Pour lire à travers les lignes de ce type d’étude, il ne faut pas oublier que l’étendue de l’infection par MAP, les formes subcliniques ou l’aptitude à supprimer ou à détecter une infection dépendent de la dose inoculée, des capacité immunes, de la fréquence d’échantillonnage ou encore de variations individuelles. Ainsi, les choses sont complexes. Il reste des inconnues sur la pathogénie et la progression de la maladie, et les possibilités de guérison chez les veaux infectés par des congénères. Il n’est pas facile de continuer à faire avancer les connaissances opérationnelles sur la paratuberculose quand les études se heurtent aussi aux limites relatives des différents moyens diagnostiques et doivent les cumuler, tout en se confrontant à une absence de corrélations entre les résultats. Restent des avancées qui incitent à mettre encore davantage de biosécurité au cœur des plans de lutte contre MAP, les mesures simplistes de séparation mère-veau ayant montré leurs limites.

  • (1) L’intégralité des analyses statistiques effectuées, des résultats chiffrés, et de la liste des références n’est pas reproduite ici, pour simplifier la lecture [1].
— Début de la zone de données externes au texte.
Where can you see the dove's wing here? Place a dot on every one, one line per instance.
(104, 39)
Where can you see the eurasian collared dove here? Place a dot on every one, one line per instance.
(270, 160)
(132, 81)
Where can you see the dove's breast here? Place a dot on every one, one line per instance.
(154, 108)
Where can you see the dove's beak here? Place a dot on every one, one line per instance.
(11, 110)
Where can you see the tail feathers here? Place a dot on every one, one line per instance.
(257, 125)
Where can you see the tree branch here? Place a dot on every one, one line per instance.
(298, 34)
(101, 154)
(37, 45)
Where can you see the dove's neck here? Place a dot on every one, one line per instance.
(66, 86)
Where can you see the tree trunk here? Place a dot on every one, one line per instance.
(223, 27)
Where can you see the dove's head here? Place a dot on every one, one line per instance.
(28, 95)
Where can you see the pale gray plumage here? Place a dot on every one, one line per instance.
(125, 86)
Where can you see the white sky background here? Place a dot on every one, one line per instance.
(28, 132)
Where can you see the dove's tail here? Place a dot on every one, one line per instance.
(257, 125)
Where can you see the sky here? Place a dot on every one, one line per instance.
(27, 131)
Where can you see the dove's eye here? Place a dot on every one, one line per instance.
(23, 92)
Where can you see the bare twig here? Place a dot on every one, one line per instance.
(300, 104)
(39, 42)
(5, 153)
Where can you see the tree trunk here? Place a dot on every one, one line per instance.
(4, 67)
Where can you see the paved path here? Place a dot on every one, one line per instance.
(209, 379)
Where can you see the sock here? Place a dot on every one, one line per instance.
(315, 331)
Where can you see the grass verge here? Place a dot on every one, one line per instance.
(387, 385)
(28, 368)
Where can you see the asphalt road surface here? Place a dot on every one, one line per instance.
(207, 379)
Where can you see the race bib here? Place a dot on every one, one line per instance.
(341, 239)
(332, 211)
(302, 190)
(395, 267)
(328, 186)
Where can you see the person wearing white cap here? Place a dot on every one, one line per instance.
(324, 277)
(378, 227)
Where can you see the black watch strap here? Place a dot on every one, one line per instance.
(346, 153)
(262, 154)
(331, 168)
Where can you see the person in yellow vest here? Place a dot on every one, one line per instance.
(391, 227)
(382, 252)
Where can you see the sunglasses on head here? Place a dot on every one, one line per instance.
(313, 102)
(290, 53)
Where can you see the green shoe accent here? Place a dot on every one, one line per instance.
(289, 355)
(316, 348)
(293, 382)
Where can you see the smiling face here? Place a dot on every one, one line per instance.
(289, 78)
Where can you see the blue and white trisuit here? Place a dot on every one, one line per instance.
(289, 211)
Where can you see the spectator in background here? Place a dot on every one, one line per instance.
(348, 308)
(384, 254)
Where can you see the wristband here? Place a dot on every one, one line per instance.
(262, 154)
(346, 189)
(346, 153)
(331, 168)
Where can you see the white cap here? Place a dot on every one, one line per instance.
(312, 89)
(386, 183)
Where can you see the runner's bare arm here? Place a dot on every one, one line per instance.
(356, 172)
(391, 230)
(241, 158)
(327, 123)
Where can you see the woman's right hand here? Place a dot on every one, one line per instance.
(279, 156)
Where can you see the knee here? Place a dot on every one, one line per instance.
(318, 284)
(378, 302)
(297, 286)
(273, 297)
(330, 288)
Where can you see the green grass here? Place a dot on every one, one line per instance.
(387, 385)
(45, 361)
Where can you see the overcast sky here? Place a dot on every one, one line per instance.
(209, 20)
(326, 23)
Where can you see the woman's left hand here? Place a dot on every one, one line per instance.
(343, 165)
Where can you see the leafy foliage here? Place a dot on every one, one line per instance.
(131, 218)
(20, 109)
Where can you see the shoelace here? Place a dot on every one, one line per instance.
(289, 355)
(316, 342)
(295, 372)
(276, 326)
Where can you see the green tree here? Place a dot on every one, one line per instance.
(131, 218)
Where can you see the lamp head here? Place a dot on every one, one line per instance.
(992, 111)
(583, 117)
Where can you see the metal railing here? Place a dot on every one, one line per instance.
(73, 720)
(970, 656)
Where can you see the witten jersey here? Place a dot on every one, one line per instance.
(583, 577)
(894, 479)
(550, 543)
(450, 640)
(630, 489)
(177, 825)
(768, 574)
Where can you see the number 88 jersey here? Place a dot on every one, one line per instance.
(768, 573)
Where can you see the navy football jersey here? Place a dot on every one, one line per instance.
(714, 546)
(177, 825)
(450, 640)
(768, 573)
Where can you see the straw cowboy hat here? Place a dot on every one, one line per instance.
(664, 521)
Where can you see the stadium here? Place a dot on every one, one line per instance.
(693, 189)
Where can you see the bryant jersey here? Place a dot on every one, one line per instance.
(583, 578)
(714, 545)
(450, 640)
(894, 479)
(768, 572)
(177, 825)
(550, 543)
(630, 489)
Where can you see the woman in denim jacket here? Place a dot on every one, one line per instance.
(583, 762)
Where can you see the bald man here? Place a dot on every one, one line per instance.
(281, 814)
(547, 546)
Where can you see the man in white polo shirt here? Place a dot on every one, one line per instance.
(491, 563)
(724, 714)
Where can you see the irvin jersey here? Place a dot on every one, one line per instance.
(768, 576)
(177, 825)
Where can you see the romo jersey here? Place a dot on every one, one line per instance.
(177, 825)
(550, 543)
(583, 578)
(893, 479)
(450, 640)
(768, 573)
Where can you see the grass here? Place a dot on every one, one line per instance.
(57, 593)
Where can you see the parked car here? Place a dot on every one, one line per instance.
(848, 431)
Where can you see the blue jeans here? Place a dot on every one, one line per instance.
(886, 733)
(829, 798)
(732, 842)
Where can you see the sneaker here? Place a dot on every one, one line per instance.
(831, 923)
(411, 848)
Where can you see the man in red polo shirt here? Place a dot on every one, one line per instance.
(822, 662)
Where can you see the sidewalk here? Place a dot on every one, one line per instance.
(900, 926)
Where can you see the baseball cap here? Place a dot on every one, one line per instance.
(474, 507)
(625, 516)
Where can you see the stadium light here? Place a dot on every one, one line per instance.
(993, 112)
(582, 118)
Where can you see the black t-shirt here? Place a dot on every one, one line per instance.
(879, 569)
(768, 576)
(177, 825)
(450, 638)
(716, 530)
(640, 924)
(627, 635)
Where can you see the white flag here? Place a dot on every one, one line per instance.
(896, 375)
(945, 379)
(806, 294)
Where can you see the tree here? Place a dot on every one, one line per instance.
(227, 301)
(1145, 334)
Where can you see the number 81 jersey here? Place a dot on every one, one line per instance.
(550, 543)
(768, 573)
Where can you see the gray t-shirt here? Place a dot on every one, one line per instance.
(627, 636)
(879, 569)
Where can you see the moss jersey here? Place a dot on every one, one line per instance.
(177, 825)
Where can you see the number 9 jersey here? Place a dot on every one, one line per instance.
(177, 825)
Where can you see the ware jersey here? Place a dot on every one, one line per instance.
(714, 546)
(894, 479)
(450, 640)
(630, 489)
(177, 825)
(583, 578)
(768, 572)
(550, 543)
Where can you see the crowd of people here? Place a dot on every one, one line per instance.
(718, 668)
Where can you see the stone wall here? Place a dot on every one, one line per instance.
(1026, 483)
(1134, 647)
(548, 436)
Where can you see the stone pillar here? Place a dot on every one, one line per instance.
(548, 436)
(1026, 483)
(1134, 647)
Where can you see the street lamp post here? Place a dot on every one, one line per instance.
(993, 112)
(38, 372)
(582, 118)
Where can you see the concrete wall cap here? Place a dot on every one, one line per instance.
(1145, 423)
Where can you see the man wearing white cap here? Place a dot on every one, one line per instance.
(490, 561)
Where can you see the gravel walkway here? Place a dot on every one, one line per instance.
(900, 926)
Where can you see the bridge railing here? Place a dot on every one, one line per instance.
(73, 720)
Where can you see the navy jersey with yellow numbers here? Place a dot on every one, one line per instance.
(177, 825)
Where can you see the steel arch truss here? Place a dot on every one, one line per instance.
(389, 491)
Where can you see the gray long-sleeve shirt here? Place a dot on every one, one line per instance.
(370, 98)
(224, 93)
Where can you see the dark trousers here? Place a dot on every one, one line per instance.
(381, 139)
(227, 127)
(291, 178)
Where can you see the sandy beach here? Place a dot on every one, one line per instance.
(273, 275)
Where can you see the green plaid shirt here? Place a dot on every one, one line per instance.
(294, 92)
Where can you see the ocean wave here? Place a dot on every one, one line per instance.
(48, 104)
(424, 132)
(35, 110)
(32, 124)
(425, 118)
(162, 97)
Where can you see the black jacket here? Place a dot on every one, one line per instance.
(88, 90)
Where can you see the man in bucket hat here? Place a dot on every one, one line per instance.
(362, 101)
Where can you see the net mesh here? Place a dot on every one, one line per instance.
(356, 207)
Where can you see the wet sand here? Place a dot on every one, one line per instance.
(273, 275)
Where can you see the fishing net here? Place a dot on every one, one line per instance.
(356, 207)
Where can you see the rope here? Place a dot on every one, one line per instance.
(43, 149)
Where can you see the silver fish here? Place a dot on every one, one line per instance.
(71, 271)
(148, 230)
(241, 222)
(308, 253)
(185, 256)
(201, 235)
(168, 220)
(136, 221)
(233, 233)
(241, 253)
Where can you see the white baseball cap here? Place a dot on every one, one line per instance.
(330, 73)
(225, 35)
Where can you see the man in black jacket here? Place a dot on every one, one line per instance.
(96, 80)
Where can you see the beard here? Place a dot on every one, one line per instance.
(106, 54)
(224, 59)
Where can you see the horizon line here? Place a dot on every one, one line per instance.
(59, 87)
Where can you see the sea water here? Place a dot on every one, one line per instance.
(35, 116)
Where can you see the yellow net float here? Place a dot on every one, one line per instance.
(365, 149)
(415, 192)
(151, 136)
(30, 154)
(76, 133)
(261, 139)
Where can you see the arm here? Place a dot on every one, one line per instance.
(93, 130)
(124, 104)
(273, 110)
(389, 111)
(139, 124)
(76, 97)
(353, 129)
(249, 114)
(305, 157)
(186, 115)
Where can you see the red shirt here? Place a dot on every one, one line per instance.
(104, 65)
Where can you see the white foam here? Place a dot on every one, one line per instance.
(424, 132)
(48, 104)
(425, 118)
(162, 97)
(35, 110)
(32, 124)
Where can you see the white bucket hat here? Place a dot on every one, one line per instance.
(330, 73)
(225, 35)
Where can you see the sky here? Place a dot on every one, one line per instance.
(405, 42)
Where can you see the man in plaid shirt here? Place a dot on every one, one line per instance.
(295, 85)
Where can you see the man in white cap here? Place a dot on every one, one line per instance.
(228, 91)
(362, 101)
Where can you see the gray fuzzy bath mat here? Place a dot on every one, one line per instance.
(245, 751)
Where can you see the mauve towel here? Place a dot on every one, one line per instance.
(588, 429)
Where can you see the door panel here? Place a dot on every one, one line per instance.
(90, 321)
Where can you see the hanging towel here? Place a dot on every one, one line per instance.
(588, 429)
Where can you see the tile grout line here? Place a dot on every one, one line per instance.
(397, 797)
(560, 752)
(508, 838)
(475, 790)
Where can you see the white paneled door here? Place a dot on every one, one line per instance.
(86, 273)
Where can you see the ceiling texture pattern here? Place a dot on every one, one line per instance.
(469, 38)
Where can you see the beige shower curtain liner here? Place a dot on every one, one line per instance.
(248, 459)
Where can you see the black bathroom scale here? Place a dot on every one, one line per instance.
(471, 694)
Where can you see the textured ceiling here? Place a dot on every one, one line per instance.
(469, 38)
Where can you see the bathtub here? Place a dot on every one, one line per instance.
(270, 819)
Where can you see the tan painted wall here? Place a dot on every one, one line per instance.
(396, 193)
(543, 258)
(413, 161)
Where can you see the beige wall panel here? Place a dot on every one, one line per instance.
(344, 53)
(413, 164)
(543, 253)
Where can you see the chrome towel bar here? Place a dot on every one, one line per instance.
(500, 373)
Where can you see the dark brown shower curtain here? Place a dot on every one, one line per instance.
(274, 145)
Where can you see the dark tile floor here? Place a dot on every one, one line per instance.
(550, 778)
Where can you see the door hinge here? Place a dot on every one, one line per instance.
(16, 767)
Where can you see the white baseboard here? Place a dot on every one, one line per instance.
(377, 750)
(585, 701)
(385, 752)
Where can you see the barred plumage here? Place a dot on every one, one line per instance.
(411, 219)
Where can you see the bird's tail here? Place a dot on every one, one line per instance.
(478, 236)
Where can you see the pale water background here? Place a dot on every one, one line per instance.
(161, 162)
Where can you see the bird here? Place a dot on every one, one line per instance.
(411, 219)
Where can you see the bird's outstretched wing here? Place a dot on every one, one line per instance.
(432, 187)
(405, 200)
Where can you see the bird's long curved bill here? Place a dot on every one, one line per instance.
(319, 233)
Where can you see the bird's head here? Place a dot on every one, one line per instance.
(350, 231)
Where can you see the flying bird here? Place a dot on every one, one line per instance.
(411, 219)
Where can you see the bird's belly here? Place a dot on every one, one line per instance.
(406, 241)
  • (2) CT : nombre de cycles d’amplification.

Références

  • 1. Corbett CS, De Buck J, Orsel K et coll. (université de Calgary, Canada). Fecal shedding and tissue infections demonstrate transmission of Mycobacterium avium subsp. Paratuberculosis in group-housed dairy calves. Vet. Res. 2017;48:27. DOI: 10.1186/s13567-017-0431-8, article sous license http://creativecommons.org/licenses/by/4.0/
  • 2. Marce C, Ezanno P, Seegers H et coll. Predicting fadeout versus persistence of Paratuberculosis in a dairy cattle herd for management and control purposes: a modelling study. Vet. Res. 2011;42:36.
  • 3. Mitchell RM, Medley GF, Collins MT et coll. A meta-analysis of the effect of dose and age at exposure on shedding of Mycobacterium avium subsp. Paratuberculosis (MAP) in experimentally infected calves and cows. Epidemiol. Infect. 2012;140:231-246.
  • 4. Santema WJ, Poot J, Segers RP et coll. Early infection dynamics after experimental challenge with Mycobacterium avium subsp. Paratuberculosis in calves reveal limited calf-to-calf transmission and no impact of Hsp70 vaccination. Vaccine. 2012;30:7032-7039.
  • 5. Van Roermund HJ, Bakker D, Willemsen PT et coll. Horizontal transmission of Mycobacterium avium subsp. Paratuberculosis in cattle in an experimental setting: calves can transmit the infection to other calves. Vet. Microbiol. 2007;122:270-279.

Conflit d’intérêts

Aucun.

ENCADRÉ
Situation scientifique de cette étude

Il était jusqu’alors établi que les vaches sont contaminantes et que les veaux sont sensibles mais n’excrètent que tardivement. Dès lors les plans de contrôle visaient principalement (et avec une certaine efficacité) à éviter le contact direct ou indirect du jeune veau avec des fèces contaminantes (de vaches). Il apparaît que les veaux peuvent commencer à excréter MAP dès 1 mois après inoculation. Ils sont réceptifs à l’infection au moins jusqu’à l’âge de 12 mois et une forte proportion d’entre eux peuvent excréter. Or, malgré les précautions de séparation veau-vache dès la naissance, une contamination est possible au moment du vêlage et même in utero. D’autres études récentes ont montré qu’après inoculation de jeunes veaux les lésions tissulaires sont relativement sévères et que l’excrétion est associée à une infection tissulaire étendue. Les différentes possibilités qu’ont les veaux d’infecter leurs congénères ou d’être infectés avaient déjà conduit à échafauder des modèles hypothétiques de transmission, y compris en France. L’importance épidémiologique de cette voie “veaux” n’est toujours pas tranchée [2-5].